Favorite Workout: Erg 30-30’s

If your backyard is covered in snow and you’re looking for a solid indoor workout, look no further. These 30-30’s build strength, stamina, and can be a “fun” way to spend time on an erg. At least it makes the time go by faster than just going steady state. And by erg, I’m talking about any or all of the rowing erg, ski erg, or bike erg. If you do the workout on all 3, that’s what we call the Concept 2 triathlon.

The What

The 30-30’s refer to 30 seconds “on” and then 30 seconds “off”. These are alternating work and rest intervals where you’ll go at your on pace for 30 seconds, then go at an easy pace for 30 seconds, repeating until your set is done.

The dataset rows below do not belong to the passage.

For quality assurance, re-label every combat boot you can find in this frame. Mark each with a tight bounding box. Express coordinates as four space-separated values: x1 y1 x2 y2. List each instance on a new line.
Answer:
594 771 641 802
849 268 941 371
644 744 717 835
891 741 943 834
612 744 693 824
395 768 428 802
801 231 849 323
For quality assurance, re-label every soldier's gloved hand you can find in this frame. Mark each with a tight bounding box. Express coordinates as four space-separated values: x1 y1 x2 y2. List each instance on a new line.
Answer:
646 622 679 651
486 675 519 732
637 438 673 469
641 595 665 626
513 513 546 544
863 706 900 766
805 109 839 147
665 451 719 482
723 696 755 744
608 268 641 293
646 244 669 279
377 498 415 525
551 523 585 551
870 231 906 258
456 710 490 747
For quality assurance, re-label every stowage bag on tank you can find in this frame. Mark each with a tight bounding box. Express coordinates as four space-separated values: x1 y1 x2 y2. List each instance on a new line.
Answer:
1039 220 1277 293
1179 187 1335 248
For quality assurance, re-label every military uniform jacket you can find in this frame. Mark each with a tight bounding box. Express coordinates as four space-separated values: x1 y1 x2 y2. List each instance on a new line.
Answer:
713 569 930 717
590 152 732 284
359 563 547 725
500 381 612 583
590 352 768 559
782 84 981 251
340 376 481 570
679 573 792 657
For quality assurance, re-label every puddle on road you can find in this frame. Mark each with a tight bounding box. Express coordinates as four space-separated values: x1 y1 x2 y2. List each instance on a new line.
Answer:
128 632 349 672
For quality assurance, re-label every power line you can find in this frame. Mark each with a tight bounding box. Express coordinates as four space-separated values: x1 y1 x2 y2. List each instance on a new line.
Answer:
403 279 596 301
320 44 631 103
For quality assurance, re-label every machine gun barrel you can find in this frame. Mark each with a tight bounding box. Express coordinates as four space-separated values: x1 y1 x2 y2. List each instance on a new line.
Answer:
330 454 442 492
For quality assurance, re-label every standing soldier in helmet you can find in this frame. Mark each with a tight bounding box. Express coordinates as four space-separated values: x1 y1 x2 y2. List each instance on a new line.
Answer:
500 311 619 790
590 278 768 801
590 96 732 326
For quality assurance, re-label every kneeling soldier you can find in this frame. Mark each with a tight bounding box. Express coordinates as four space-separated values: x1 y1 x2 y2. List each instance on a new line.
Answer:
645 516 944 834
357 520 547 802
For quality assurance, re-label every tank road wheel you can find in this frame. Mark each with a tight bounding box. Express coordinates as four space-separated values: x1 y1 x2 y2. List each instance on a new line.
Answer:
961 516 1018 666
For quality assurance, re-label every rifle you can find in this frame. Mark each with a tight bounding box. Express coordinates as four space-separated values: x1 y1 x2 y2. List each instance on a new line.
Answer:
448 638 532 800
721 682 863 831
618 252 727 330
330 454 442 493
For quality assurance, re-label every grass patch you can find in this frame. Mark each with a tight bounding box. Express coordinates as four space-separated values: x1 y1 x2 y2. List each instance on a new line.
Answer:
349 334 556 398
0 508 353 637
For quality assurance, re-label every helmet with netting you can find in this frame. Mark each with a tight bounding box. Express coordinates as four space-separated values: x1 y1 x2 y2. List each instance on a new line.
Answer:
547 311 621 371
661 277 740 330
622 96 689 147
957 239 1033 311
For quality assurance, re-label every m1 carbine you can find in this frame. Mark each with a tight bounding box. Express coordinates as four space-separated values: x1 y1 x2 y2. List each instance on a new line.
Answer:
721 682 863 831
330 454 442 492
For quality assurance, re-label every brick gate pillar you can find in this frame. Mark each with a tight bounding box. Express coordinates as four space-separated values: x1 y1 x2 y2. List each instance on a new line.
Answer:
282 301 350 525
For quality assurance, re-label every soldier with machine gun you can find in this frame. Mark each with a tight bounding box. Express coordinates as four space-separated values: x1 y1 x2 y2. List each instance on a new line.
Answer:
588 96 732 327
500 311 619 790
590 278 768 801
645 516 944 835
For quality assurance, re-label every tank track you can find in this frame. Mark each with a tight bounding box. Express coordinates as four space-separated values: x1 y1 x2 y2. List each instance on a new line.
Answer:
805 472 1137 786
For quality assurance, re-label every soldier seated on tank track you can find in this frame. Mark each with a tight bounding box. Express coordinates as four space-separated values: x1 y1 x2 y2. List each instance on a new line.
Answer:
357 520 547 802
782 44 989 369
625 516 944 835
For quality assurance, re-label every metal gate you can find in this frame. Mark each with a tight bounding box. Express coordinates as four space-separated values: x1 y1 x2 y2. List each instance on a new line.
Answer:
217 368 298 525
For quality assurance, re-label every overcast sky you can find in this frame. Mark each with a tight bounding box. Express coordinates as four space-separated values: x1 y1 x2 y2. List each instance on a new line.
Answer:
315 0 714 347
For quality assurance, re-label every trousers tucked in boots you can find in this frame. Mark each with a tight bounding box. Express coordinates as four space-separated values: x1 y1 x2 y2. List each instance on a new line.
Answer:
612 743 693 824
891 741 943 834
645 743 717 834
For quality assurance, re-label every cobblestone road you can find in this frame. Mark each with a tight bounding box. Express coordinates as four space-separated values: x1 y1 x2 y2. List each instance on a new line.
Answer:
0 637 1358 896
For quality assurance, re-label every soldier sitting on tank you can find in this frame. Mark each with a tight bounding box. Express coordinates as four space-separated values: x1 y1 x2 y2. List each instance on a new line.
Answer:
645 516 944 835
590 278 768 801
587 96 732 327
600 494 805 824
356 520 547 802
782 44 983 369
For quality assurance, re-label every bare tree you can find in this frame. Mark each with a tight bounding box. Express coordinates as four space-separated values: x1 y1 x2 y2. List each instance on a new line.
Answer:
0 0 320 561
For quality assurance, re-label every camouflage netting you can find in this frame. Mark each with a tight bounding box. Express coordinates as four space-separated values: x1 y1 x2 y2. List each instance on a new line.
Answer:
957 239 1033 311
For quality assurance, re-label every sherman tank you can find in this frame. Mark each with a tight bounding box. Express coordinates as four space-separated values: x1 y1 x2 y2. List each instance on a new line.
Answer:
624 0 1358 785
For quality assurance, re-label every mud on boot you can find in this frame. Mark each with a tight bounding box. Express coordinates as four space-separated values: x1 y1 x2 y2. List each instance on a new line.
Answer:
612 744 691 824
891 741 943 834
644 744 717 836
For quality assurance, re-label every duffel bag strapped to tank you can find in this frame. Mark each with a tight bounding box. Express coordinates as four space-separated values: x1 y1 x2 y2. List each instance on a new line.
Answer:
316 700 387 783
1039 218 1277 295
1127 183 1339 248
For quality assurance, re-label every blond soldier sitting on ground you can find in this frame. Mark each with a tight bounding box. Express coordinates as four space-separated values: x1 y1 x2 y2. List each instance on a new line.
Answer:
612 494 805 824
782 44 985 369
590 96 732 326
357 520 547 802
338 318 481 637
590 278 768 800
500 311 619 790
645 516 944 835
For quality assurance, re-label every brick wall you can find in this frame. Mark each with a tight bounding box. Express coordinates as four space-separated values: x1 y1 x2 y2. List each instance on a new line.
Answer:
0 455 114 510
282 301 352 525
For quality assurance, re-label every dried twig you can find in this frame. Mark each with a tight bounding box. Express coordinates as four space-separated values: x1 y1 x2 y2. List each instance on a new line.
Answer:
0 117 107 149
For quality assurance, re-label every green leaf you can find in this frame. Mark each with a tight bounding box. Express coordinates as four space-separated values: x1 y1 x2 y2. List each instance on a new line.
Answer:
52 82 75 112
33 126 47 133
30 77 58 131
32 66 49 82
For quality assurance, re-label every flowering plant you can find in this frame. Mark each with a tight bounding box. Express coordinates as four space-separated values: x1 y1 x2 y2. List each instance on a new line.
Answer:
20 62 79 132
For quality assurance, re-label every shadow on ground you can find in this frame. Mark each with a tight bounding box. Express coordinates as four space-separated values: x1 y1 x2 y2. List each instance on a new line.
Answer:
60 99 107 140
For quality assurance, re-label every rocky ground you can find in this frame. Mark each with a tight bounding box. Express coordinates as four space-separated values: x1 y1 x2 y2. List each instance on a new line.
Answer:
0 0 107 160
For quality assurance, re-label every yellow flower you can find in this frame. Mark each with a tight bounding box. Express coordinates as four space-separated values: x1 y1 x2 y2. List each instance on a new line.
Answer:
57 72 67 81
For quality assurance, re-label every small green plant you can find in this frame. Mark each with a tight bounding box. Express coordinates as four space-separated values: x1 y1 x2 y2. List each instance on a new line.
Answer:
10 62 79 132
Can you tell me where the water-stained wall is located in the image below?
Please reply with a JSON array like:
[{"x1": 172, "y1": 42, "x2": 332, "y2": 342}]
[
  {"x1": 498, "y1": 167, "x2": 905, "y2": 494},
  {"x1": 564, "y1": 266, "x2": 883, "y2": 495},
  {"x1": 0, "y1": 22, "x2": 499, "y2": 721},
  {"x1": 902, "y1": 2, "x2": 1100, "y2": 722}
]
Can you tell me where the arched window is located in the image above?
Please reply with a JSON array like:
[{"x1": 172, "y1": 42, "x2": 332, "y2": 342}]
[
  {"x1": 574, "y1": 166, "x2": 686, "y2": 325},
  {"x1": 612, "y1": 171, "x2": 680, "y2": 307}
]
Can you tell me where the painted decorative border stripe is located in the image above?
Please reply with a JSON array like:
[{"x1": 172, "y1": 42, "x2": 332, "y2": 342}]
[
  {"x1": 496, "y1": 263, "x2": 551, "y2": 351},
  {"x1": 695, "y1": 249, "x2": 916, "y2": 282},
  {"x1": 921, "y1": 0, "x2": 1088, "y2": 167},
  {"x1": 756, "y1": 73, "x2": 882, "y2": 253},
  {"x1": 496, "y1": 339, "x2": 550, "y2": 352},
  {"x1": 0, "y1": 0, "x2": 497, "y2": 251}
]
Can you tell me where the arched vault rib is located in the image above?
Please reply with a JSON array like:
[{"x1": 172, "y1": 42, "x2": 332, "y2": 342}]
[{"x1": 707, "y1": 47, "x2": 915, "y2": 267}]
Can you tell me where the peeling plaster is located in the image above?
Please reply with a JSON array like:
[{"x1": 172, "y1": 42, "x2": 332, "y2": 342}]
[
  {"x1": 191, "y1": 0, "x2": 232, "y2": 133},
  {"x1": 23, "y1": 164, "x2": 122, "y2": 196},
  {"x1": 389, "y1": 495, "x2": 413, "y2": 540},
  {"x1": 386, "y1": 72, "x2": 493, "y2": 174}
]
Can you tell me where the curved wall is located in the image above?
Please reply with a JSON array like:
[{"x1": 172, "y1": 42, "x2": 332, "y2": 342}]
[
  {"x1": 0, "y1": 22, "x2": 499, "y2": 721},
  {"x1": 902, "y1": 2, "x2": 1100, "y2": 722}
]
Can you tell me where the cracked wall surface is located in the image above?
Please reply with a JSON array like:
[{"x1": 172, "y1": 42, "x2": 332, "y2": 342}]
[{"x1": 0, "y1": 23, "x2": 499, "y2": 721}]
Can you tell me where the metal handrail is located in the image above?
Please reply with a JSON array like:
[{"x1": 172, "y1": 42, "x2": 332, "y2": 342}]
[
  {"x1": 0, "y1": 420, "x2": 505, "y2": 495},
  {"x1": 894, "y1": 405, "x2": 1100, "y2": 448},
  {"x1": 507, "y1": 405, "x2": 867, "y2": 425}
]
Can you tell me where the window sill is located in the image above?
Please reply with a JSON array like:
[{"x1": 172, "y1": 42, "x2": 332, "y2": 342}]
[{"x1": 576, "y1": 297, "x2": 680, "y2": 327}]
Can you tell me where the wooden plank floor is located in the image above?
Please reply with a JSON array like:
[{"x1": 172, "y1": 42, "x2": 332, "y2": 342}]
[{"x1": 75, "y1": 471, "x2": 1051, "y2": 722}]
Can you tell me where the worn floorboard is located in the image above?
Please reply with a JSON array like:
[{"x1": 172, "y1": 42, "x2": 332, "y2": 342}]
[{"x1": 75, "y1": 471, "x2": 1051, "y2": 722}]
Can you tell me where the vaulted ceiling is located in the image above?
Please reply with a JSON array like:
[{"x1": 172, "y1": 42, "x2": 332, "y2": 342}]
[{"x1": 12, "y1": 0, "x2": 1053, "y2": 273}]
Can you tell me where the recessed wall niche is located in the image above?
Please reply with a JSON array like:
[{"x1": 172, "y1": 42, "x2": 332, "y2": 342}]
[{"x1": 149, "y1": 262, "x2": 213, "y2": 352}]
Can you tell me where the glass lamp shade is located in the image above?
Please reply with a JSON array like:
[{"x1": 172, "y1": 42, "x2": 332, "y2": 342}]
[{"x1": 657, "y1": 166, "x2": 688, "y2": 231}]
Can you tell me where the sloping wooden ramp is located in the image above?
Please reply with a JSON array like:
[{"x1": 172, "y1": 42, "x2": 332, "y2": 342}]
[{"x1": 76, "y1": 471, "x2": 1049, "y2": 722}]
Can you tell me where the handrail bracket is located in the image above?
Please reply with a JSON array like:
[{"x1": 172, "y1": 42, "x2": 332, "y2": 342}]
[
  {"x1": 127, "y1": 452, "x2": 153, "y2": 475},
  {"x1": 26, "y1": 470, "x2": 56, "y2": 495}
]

The pace should be above your threshold pace but below all out. In skiing terminology you could view this as L4- or L3+. If you start going all out in your 30 seconders, you won’t last at that pace through the whole thing. It should be just beyond comfortably difficult. I like to pick a pace that I think I can maintain for the whole workout. So it will feel hard at the end but only medium at the beginning. The 30 seconds of rest should feel long at the beginning and short at the end.

The Why

The short 30 second reps followed by short rest should allow you to go at a higher speed than you otherwise would in longer threshold intervals while maintaining an overall lactate that is around threshold. This can be good for your aerobic capacity and good for technique as it keeps you from getting bogged down.

The Workout

1) Pick the ski erg, rowing erg, or bike erg (or alternate sets between the machines)
2) Warm up for 10-15 minutes with a 3-5 10 second speeds.
3) Do 3x5-10minutes of 30 seconds on, 30 seconds off at L3+ pace. Give yourself 2 minutes of rest between each set.

Tips

This is a workout that you may have to play around with a bit to really dial it in - both for how long your reps are and for your pacing. Try going out at a pace that you think is too fast and then see if you can hold it through the whole workout. One of the beauties of working out on the ergs is that you can see your exact pace the whole time. It’s staring you in the face!